Given "[t]he strong presumption against removal jurisdiction" and in favor of remand, the court holds that defendant has not shown, by a preponderance of the evidence, that the amount in controversy exceeds the jurisdictional minimum of more than $75,000. The court therefore lacks diversity jurisdiction to hear this case.
*1202 V. ORDER
For the foregoing reasons, plaintiff's motion to remand is GRANTED. IT IS FURTHER ORDERED that plaintiff's request for costs and attorney fees as sanctions is DENIED.
IT IS SO ORDERED.NOTES
 The parties do not dispute diversity.
 Some cases have remanded an action to state court after the plaintiff voluntarily stipulated that he would not seek damages above the jurisdictional amount, or have refused to remand after the plaintiff freely conceded that damages would exceed $75,000. However, as noted in Valle, supra., it would be unfair to give defendants a strategic advantage by being able to force plaintiffs to make a choice between stipulating against their future remedies and remaining in federal court. Moreover, plaintiff's offer to settle the action for $74,000 equally suggests that plaintiff values its claim as below the jurisdictional minimum.

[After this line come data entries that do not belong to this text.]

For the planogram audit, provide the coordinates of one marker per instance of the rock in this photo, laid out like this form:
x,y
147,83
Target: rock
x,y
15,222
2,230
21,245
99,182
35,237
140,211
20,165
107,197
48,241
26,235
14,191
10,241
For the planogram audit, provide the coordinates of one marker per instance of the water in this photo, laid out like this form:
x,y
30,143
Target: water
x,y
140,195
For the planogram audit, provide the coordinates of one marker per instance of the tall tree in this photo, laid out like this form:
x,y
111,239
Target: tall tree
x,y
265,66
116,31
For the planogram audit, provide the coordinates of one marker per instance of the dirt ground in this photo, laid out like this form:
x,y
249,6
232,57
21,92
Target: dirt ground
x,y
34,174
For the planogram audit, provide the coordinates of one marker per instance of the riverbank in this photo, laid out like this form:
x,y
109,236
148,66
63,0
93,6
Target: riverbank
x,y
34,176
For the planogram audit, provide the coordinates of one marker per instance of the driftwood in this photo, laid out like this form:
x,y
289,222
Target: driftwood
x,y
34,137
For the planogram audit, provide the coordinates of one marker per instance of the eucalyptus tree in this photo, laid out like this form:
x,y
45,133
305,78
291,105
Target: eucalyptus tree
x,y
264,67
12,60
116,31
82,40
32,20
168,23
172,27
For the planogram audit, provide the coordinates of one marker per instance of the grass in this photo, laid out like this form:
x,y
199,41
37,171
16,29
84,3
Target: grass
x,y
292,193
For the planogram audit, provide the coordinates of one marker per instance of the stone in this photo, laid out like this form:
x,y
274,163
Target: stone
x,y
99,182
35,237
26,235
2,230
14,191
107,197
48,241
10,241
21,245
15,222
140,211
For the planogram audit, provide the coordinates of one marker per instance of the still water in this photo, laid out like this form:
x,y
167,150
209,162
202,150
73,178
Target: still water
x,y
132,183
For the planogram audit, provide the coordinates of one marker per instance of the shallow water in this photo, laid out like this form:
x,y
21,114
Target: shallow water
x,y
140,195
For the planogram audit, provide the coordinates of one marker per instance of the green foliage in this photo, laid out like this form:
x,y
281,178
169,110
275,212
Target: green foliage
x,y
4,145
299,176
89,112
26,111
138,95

 While plaintiff's failure to provide promised documentation of attorney's fees after it promised to do so appears to be unreasonable, defendant cites no case permitting a court to invoke jurisdiction as an evidentiary sanction.
 Defendant's reliance upon Davenport v. Mutual Benefit Health & Accident Ass'n, 325 F.2d 785, (9th Cir.1963), for the contention that it need only demonstrate that punitive damages are available as a matter of law and that the complaint alleges that the injury was done maliciously so as to support punitive damages to support its burden of showing the amount in controversy exceeds $75,000 is misplaced. Davenport involved a complaint that was initially filed in federal court by the plaintiff, and it is well established that a different standard applies to such cases in determining whether jurisdiction is appropriate. Sanchez, supra.
 Gaus v. Miles, Inc., 980 F.2d 564, 566 (9th Cir.1992).